«Цицерон – Аттику.
Я сильно встревожен политическими неурядицами и опасностями, которые собираются над моей головой, а их сотни… Угрозы Клодия, навязанная мне борьба, мало волнуют меня. Думаю, что я либо смогу противостоять им, сохраняя достоинство, либо уклониться от них без малейшего ущерба. Ты, возможно, скажешь: «Достоинство? Довольно уже мы наслушались об этой старомодной добродетели. Сделай что-нибудь для меня: подумай о своей безопасности». Ах, какое несчастье, что нет здесь тебя! Ты, наверняка, ничего бы не проглядел. Я-то, возможно, ослеплен и слишком предан идеалам. Знай, никогда не существовало ничего более постыдного, более мерзкого, более отталкивающего для всех сословий, классов и возрастов, чем Царящие ныне отношения. Эти демократы научили роптать даже самых смирных… Помпей, предмет моего поклонения, сам себя погубил, что мне очень больно.
Никто за ними не идет по доброй воле. Боюсь, как бы не пришлось им применить террор. Из симпатии к Помпею я с этим течением не борюсь, но и не поддерживаю его, иначе мне пришлось бы зачеркнуть все, что я делал прежде. Я держусь среднего пути. Настроения народа можно узнать в театре и на других зрелищах. Во время боя гладиаторов освистали и самого хозяина, и его приспешников. На играх в честь Апполона трагический актер Дифил выступил с явными нападками на моего Помпея. «Ты нашей нищетой велик», – эти слова он повторил, наверно, тысячу раз. «Придет пора, и за почет испустишь ты глубокий вздох», – декламировал он под одобрительные крики всей публики.
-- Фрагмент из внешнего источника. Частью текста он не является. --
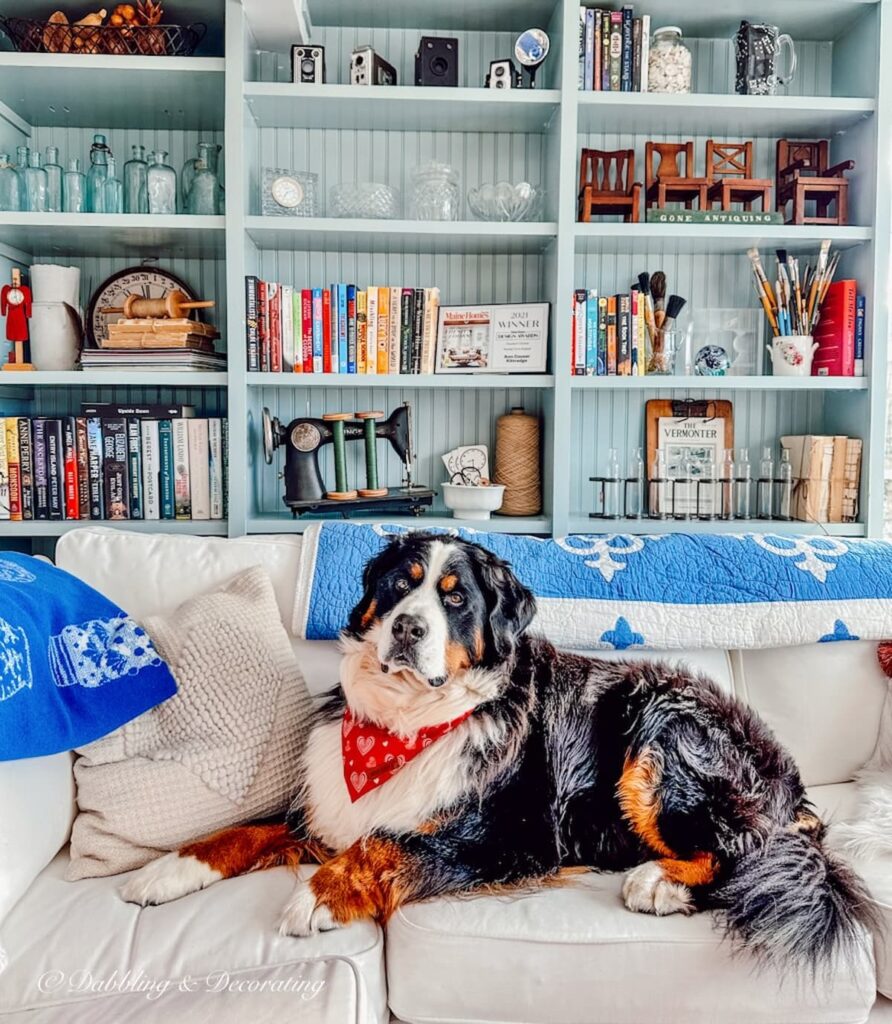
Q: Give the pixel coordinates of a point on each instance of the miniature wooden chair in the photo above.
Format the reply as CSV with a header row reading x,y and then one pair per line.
x,y
607,185
672,180
729,171
803,176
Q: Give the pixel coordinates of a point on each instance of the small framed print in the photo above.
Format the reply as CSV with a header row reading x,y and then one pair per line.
x,y
493,339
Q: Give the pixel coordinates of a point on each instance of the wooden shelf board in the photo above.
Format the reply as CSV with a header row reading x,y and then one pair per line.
x,y
334,235
50,235
72,90
468,382
608,238
726,116
400,108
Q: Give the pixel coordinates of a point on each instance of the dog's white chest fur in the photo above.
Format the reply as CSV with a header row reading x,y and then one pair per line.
x,y
430,782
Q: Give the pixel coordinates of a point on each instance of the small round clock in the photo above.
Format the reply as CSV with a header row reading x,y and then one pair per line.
x,y
150,282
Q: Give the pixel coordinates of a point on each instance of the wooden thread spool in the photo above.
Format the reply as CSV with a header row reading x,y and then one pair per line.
x,y
175,305
371,489
517,463
340,445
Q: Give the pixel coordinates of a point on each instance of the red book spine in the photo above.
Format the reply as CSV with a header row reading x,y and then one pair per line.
x,y
836,332
327,330
306,328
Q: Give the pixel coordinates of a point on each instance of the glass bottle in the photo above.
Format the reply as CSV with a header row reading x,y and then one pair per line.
x,y
784,486
54,175
203,194
10,185
75,188
727,482
114,189
161,183
97,174
635,486
744,484
766,484
135,181
611,485
35,184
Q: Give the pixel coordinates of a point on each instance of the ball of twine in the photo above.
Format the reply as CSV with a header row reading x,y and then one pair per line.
x,y
517,463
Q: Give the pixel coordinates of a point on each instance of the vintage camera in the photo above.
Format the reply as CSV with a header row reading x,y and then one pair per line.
x,y
368,69
503,75
436,61
308,65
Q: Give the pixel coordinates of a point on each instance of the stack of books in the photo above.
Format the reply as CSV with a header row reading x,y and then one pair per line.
x,y
607,334
826,473
114,462
613,50
341,329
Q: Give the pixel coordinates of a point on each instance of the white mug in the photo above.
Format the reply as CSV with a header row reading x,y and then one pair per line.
x,y
792,354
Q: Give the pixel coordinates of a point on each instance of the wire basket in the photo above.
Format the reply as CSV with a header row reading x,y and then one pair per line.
x,y
31,36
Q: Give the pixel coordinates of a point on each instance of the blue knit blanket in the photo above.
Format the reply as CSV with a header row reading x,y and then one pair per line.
x,y
73,666
663,592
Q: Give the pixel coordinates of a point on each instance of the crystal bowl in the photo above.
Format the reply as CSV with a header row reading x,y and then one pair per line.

Эти стихи словно написаны на злобу дня, против Помпея, каким-то недовольным. «Когда закон и нравы не указ», а также все последующее, было встречено бурными аплодисментами и шумом. Затем появился Цезарь, и овации стихли. После Цезаря пришел Курион – сын. Его приветствовали так, как в добрые дни республики – Помпея. Цезарю это снести было тяжко…
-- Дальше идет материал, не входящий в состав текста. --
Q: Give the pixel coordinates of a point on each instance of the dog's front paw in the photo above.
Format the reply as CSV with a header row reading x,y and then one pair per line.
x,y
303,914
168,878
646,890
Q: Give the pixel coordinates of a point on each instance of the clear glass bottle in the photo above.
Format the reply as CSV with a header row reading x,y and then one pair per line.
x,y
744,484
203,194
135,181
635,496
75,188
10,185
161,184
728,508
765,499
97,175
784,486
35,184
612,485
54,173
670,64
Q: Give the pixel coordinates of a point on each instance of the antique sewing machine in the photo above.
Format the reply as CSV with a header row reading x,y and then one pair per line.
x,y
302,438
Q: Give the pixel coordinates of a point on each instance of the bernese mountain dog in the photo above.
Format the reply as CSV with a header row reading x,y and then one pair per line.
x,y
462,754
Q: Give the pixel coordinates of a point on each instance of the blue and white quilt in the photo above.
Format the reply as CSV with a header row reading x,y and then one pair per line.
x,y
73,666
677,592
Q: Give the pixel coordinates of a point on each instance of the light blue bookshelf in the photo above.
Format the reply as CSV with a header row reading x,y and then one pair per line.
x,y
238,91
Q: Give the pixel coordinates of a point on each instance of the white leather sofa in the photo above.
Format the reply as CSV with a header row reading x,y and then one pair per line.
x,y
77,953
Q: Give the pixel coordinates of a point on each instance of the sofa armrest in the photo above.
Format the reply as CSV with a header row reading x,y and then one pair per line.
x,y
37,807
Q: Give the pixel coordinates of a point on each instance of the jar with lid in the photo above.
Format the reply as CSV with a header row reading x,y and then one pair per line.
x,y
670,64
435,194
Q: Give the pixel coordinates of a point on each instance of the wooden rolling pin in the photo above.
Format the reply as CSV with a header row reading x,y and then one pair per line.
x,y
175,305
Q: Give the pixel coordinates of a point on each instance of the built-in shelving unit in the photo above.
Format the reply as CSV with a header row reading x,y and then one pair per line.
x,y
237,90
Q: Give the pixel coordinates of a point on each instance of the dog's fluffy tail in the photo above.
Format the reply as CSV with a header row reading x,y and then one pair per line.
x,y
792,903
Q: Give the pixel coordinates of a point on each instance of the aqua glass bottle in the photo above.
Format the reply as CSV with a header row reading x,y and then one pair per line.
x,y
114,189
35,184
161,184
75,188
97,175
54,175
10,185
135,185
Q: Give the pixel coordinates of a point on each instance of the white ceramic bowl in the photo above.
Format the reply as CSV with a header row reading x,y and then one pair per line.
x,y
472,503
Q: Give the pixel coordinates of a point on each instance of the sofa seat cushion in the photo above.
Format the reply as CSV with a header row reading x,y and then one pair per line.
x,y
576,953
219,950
А Клодий мой все грозится и настроен враждебно. Пахнет скандалом… Когда умер Косконий, меня попросили занять его место по надзору за распределением земельных участков в Кампании. Это значит быть званым на место мертвого! Ничто не принесло бы мне большего позора и не было бы менее разумным из соображений безопасности, о которых ты пишешь. Ведь этих чиновников честные граждане ненавидят, я только укрепил бы вражду, которую питают ко мне негодяи, да вдобавок возбудил бы озлобление людей порядочных. Цезарь желает сделать меня своим легатом. Это был бы несколько более пристойный способ уклониться от опасности. Но я от опасности не бегу. Зачем? Лучше бороться. Однако я ничего не предрешаю. Повторяю: ах, если бы ты был здесь! В случае крайности вызову тебя. Что еще? Только одно: я убежден, что страна погибла. Зачем же без конца увиливать от этой истины…
Написал я тебе это второпях и с опаской. В дальнейшем, если найдется вполне надежный человек, чтобы послать с ним письмо, напишу обо всем яснее, если же буду писать туманно, ты все равно поймешь. В письмах буду называть тебя Фурием, а себя – Лелием. Остальное буду излагать иносказательно».